Make no mistakes or no one wants you

45 years on the job, 0 mistakes, or no one knows you work here

You can only learn from your own mistakes. I think everyone can agree with that. However, no one wants the people that make mistakes in their team.

The moment you make a mistake, the company wants to fire you. They don't think for a second that now you are of those who made a mistake and learned a valuable lesson. Instead you are rejected. Your next employer will call your current employer for a reference and they will tell them how you screwed up. No one wants to work with you.

When you screw up, you learn what you did wrong and are less likely to repeat the same mistake again. Despite how humble it sounds in a proverb, it can be the sole reason for getting you fired at a job.

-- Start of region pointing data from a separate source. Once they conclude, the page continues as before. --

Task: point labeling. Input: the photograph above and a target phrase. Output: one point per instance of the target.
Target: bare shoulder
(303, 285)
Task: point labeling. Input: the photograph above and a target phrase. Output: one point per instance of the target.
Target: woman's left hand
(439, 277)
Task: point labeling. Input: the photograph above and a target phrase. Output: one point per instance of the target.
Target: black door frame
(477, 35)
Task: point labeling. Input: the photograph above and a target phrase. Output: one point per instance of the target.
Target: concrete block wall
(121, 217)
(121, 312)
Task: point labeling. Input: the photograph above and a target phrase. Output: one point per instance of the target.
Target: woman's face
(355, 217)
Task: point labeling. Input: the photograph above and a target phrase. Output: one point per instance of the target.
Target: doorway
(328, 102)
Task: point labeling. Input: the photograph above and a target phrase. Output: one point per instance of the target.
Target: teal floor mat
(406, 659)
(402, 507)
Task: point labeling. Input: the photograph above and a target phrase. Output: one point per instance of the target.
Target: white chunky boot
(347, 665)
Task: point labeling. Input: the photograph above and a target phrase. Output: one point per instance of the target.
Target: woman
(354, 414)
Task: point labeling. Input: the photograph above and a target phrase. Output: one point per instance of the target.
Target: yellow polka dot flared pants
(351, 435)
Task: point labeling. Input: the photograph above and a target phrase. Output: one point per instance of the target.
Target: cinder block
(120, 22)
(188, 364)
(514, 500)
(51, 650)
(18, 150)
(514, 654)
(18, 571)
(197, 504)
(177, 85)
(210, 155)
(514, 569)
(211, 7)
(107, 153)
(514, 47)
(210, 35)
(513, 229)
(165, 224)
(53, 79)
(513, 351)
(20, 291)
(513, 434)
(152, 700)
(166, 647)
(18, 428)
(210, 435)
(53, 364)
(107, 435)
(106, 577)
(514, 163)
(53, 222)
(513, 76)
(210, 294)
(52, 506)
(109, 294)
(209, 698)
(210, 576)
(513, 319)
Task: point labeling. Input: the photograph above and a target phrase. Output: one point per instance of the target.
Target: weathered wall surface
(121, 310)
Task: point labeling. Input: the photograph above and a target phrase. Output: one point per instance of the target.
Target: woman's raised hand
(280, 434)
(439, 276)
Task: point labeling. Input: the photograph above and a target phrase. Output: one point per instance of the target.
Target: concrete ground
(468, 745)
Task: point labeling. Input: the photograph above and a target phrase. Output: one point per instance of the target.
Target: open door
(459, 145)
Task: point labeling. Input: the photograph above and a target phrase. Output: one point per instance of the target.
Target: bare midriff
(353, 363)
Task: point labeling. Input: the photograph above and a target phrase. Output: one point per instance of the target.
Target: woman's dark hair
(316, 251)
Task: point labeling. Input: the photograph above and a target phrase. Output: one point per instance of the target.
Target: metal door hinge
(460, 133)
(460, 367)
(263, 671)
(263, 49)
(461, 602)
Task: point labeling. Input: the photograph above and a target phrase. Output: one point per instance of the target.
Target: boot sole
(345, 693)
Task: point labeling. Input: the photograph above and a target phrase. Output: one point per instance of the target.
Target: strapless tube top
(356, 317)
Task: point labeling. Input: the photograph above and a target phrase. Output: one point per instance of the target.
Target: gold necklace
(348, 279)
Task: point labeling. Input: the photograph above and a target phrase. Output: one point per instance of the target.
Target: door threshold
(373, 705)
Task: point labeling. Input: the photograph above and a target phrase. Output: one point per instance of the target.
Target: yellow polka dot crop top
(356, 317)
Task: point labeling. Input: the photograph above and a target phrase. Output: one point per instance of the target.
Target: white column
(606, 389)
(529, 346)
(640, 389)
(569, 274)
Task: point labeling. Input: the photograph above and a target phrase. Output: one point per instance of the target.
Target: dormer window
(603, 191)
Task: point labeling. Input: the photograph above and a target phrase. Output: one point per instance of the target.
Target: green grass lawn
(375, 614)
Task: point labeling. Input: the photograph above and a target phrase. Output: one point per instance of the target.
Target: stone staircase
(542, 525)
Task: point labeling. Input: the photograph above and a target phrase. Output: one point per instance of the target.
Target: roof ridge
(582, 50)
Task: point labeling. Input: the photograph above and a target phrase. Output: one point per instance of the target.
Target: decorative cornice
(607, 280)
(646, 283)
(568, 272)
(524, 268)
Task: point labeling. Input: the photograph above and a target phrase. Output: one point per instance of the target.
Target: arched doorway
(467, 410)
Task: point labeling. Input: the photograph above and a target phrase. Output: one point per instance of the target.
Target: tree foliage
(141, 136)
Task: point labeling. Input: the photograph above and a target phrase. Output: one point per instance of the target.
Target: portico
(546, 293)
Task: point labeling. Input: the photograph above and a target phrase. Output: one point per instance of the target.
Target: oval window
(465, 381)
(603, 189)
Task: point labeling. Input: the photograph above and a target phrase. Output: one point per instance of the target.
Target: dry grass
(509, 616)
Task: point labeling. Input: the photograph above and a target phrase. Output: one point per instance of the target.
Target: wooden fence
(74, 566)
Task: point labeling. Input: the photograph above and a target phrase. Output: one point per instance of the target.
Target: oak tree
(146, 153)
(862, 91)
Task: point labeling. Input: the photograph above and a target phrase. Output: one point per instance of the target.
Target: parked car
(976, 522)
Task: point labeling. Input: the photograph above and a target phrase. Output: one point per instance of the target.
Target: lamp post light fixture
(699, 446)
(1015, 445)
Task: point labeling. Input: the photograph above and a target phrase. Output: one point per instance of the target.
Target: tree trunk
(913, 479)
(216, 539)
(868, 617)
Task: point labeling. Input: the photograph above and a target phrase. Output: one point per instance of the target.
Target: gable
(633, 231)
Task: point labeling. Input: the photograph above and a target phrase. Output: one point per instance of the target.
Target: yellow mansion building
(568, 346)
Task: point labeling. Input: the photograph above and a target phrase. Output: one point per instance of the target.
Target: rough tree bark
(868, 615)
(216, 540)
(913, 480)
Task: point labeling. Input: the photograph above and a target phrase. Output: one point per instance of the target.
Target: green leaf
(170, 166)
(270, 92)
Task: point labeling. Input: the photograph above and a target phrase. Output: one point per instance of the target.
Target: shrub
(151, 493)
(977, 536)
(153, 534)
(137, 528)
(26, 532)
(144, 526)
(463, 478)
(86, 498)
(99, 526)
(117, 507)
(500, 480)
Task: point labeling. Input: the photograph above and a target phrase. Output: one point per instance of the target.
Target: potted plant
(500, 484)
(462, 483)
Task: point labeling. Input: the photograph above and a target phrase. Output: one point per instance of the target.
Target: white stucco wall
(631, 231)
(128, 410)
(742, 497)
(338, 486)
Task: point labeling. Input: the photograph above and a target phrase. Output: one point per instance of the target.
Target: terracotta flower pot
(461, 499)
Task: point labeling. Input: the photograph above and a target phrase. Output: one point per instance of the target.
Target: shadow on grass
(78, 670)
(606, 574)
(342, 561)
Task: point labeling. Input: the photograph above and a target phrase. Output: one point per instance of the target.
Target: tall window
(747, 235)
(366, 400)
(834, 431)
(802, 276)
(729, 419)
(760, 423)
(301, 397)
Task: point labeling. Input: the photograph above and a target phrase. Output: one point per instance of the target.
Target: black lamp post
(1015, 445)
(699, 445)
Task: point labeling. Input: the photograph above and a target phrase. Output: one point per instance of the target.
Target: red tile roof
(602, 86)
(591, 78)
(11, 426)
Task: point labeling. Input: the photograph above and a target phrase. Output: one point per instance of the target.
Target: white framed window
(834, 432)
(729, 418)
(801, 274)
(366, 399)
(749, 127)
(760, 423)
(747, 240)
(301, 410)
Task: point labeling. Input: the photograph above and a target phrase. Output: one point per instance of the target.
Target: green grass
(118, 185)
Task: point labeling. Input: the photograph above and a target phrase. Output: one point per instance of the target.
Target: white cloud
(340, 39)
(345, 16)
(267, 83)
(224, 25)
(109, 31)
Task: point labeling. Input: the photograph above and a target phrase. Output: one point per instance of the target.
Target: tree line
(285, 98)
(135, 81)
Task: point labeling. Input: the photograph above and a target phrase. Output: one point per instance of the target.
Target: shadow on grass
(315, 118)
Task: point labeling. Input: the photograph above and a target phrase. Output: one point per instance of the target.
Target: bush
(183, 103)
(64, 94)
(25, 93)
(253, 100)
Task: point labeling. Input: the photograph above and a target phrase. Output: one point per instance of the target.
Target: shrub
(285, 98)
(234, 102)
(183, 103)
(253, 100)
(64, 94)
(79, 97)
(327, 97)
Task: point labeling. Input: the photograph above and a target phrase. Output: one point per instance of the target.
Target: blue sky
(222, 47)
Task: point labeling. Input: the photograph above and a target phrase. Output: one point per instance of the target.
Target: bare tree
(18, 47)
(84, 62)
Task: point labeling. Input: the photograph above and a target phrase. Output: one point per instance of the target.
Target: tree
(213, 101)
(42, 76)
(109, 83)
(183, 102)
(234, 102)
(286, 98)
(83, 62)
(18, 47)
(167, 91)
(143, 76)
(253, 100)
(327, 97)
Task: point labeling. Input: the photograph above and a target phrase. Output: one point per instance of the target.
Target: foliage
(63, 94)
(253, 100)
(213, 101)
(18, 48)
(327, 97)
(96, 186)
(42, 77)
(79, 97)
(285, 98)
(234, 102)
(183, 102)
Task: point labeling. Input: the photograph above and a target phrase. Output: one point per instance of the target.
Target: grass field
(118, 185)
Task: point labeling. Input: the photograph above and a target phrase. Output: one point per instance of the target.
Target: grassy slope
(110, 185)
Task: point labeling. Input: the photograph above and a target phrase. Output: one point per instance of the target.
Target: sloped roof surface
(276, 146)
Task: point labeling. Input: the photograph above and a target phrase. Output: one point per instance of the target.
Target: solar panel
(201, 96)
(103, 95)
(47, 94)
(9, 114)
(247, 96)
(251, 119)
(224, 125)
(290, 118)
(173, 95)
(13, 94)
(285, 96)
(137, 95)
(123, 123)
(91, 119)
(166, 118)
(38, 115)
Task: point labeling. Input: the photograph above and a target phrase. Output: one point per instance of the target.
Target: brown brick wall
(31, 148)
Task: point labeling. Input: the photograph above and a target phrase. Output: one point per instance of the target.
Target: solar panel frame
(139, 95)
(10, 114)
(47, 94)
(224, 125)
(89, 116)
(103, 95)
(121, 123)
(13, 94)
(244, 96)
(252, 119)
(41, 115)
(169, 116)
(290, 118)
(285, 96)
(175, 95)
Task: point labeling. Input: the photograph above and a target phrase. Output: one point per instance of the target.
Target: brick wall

Unless you are lucky of course. I'll call myself lucky because I've only gotten fired once... or twice. Yet I can't count the number of mistakes I made, not even with both hands. I made the mistakes that got people fired, yet I didn't get a slap on the wrist. So yes, I got lucky.

Lucky me

The turn around is, even though I didn't get fired for it, I learned my lesson. The day I deleted the entire code base before deployment, I learned the price of making such mistake. I documented the problem, I taught the new hires about it, and showed them what to do in case accidents happen. Overall everyone benefited from my mistake.

When I wrote cryptic code that worked and was highly optimized, I confused everyone else in the team. I made development slower for everyone that needed to write new JavaScript. As a result, I don't write cryptic code anymore, especially when I'm working with a team. If a new member of my team does the same thing, I can tell him or her about how inconvenient it can be for those who have to maintain it. Again, because I made a mistake, everyone can benefit from it.

There are bigger screw ups. Like causing problems that end up costing large sums of money. At the airport, if you forget to double check a travelers passport to see if they have a visa, it ends up costing the company tens of thousands of dollars. As a result, they immediately fire the employee who made the mistake.

What they don't realize is that the employee that made the mistake is less likely to repeat it again. The employee understands the price of his mistake and will do whatever it takes to not screw up again. Yet, the airline fires him and hire a new employee that don't know the cost of making a mistake.

The cycle continues and those who have experience never get to use their new knowledge, because they get fired.


A mistake is just another word for experience. Yet it is one of those things you have to pretend never happened. It's ok to say you worked at a bank for 5 years, but you get a red flag if you say you gave a customer an extra $100 bill. If you rode a bike for five years and never fell, then you probably never removed the training wheels. Remove it and take the chance to fall. When you do, you will learn what to do once you are on the ground.

For us humans, making mistakes is our only way to learn. Yet we are punished for learning. We create controlled environments called school, where we learn theories and everything but experience. We are shielded from the real world.

I want to imagine a future where making mistakes is encouraged, then you will truly have a place to practice your experience.